Davidson was director of endovascular cardiac surgery at BWH and a member of the faculty at Harvard Medical School. During his residency, he moved from Duke to Boston to be with Halperin, and he completed fellowships in endovascular surgery and cardiac catheterization and in cardiac surgery.

Frederick C. Welt, M.D. ’92, met Davidson at BWH. With their colleague Andrew C. Eisenhauer, M.D., they led the team that implemented transcatheter valve replacement at BWH. The minimally invasive technique had been pioneered in France in 2002 and, according to Welt, “involved cooperation between surgeons and cardiologists—not always an easy thing to do.”

“Mike was incredibly talented. He was already obviously a well-trained surgeon, yet he took a year out of his life to cross-train in the world of interventional cardiology,” Welt, now at the University of Utah, wrote in an email. “It was an effort that took time away from the OR, and he paid a financial price for that in terms of the operative time that he gave up.

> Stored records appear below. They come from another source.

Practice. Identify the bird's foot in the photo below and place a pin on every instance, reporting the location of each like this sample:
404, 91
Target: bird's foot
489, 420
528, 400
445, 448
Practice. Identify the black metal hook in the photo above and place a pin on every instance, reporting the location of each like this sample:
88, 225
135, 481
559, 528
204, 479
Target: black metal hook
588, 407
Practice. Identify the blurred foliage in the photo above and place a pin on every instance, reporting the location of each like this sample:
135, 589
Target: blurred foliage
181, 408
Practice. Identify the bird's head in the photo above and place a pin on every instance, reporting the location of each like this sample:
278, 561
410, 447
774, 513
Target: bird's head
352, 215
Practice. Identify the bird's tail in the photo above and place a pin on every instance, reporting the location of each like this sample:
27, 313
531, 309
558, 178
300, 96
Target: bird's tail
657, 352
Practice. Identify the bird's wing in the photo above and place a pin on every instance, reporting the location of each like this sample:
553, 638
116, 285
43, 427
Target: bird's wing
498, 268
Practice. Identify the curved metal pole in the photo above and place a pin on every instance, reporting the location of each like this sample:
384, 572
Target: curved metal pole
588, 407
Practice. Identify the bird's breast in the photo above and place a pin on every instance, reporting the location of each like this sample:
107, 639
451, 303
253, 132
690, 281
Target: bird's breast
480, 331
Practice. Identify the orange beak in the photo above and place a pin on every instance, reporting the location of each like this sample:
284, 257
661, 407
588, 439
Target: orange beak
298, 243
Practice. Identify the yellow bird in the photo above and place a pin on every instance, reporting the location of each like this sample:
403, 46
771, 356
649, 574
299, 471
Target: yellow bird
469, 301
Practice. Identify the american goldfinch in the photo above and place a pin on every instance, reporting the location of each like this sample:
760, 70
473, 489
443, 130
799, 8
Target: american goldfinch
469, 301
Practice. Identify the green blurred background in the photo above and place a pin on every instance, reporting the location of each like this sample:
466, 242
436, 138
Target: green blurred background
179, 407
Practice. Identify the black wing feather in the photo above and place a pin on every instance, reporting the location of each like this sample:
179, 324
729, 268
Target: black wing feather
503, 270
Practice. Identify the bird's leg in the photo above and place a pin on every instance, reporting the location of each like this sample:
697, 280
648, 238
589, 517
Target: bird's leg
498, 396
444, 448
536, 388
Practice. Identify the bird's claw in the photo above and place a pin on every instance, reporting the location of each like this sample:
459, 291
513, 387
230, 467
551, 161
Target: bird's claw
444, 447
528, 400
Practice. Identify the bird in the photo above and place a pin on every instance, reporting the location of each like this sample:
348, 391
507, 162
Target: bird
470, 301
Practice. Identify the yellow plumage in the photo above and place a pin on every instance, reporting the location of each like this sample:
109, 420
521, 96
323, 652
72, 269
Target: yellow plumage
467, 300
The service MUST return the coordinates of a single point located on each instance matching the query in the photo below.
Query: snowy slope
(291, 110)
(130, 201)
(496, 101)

But he was completely committed, and … he developed into somebody who was really as good with those skills as anyone at the table.”

Davidson recognized that the dividing lines between disciplines were “weird and arbitrary,” added McCabe, his former trainee, “and that the best way forward was building those really tight bonds between interventional cardiology and cardiothoracic surgery to provide a kind of whole new spectrum of care.”

According to Michael J. Zinner, M.D., chair of the Department of Surgery at BWH, Davidson “was one of only two or three cardiac-trained surgeons in the country who were doing this kind of work and would go on … to make incredible innovations in this area.”

Davidson’s former chief, Ralph M. Bolman III, M.D., agreed. “Mike had a vision for a new heart doctor, one who is really going to be, and is, the doctor of the future,” Bolman said. “He was one of the very first to act on this vision.”